Comme en filigrane de ces vies et de ce roman, il reste trois portraits de femmes. Rose Roux, la prostituée au grand coeur et à la vie digne d'une livraison littéraire à 50 centimes. Elle lui vouera toute sa vie et mourra 5 ans avant qu'Alexandre soit libéré du bagne. Mais surtout Marie, mère de Jacob. La plus touchante des Mamans, l'infatigable et l'aimante Marie. Elle ne cessa de donner raison à son fils face au monde, elle ne cesse d'oeuvrer, quelle que soient les années, pour sa libération du bagne. Les lettres du bagnard à sa "bien bonne maman ..." révèle toute la gentillesse et la générosité du personnage.
En 1951, la maladie touche Alexandre Jacob. Mais son palpitant en pince pour Josette, une enseignante de 26 ans. Pour elle il tiendra encore un an, pour se raconter une dernière fois. Elle écrira : "Je lui ai demandé de m'accorder cette année... Il m'en a donné toutes les heures, toutes les minutes, il y a joint chacune de ces respirations, chacune de ses pensées." Alexandre Marius Jacob, après avoir choisi sa vie, choisira sa mort, en homme libre et digne, "faisant la nique à toutes les infirmités qui guettent la vieillesse". Il se suicide en 1954.
Que vous passiez vos vacances à Palavas-ville ou à Paris-plage, vibrez à serrer les points, riez à battre des mains, en lisant le récit des quatre vies d'un même homme.

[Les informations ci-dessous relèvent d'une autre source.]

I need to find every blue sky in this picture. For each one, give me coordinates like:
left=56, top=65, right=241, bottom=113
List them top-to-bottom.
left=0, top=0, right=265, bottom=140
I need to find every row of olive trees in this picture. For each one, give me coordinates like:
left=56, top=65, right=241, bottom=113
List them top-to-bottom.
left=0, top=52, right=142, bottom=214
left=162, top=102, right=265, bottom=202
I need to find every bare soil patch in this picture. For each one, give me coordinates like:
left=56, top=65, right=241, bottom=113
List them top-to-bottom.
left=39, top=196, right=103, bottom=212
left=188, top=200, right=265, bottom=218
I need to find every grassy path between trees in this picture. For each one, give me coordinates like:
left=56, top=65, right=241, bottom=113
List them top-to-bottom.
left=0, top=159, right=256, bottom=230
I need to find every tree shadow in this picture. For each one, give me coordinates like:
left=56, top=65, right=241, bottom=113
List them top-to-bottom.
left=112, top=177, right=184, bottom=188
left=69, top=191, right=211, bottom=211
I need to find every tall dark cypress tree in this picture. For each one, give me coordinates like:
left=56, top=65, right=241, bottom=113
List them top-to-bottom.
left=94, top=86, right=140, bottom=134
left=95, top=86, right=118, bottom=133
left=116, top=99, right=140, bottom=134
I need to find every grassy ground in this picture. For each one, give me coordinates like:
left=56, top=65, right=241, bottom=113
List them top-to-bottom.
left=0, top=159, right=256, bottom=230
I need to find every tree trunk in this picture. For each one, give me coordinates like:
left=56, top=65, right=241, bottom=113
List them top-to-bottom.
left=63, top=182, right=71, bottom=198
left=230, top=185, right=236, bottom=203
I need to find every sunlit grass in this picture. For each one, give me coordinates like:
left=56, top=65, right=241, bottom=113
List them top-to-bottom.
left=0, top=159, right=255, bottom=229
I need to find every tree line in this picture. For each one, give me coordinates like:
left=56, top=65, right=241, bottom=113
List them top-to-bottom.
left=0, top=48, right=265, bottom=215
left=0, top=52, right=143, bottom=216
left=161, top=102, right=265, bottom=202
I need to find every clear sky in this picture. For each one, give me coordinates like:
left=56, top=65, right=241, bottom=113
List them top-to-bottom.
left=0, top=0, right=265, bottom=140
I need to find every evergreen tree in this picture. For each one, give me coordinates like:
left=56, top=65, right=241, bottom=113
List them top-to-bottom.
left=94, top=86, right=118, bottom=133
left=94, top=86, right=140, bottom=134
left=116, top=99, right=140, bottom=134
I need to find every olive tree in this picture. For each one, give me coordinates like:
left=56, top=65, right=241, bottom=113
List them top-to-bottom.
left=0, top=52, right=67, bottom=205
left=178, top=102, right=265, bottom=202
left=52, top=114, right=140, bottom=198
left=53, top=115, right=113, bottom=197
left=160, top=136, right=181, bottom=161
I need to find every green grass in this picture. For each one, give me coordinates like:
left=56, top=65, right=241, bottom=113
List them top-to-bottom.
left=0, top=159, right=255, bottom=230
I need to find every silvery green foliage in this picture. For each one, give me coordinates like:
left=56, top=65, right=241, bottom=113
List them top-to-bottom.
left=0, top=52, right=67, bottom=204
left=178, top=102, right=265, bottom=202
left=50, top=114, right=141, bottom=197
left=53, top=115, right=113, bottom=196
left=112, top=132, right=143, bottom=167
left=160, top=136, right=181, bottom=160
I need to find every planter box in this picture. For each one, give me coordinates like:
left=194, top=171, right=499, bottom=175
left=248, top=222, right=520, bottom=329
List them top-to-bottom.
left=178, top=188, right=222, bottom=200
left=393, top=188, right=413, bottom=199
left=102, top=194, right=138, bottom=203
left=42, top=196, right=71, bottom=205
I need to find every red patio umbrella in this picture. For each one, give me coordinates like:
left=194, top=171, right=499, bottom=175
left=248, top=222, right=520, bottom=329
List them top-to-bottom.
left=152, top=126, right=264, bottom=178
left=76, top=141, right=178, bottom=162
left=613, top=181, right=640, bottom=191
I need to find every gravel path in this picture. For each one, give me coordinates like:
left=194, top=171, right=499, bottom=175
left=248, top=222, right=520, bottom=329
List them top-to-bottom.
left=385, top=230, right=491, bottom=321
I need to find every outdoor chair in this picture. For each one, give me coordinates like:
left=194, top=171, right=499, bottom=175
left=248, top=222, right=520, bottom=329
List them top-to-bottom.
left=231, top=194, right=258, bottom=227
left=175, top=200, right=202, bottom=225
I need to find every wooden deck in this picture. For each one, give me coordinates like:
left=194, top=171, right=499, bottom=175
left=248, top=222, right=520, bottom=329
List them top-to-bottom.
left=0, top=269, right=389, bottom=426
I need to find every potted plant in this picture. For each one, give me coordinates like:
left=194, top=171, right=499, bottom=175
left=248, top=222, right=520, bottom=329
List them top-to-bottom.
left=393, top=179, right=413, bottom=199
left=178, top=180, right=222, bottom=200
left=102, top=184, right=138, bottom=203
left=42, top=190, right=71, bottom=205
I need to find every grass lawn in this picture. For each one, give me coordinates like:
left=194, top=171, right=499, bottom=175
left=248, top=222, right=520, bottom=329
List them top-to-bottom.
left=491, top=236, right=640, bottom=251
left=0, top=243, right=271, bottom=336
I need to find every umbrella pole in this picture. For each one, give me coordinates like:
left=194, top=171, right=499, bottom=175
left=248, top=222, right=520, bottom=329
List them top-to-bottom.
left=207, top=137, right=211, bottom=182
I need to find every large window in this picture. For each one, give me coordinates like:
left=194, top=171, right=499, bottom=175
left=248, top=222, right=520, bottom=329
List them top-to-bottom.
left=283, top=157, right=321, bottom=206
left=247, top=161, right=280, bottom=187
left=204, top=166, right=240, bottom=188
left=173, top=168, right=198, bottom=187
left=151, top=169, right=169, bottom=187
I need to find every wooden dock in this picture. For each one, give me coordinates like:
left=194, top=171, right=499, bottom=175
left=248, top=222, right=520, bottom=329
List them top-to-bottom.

Laissez-vous porter par les flots nourris et les courants rapides de ce marin aguerris qu'est Bernard Thomas. Son écriture est à l'image de son personnage : enthousiaste et passionnée, tendre et pudique, en un mot, généreuse.

Bernard Thomas,
Les vies d'Alexandre Jacob,

éd.Mazarine
365 p., 120 francs

Lionel Trigueros lionnel@club-internet.fr

Note du Matricule :

Ça donne envie! Une vie de personnage de roman, la plume de Bernard Thomas dont on connaît le style quand on lit le Canard enchaîné! Ce qui est bien dans cet article c'est que le résumé de la vie d'Alexandre Jacob nous met en appétit et que Lionel Trigueros n'en reste pas là en nous donnant quelques indications sur l'écriture de Bernard Thomas. Toutefois nous aurions aimé que cette partie-là soit plus importante. Il faut peut-être rappeler que Bernard Thomas est le fils du grand écrivain Henri Thomas et surtout donner à entendre le style de Bernard Thomas, ce qu'il y a de lui dans cette biographie. Ce qui est bien aussi c'est de laisser entendre qu'une biographie historique comme celle-ci jette des reflets sur l'actualité de notre société aujourd'hui. Et puis, personnellement, je suis très touché de la mention faite à Palavas, où je vais pas tarder à me rendre une fois fini de taper ces notes (l'eau est à plus de 23°C, l'air à 34 : soulever une paupière fait perdre trois kilos). Bravo pour cet article!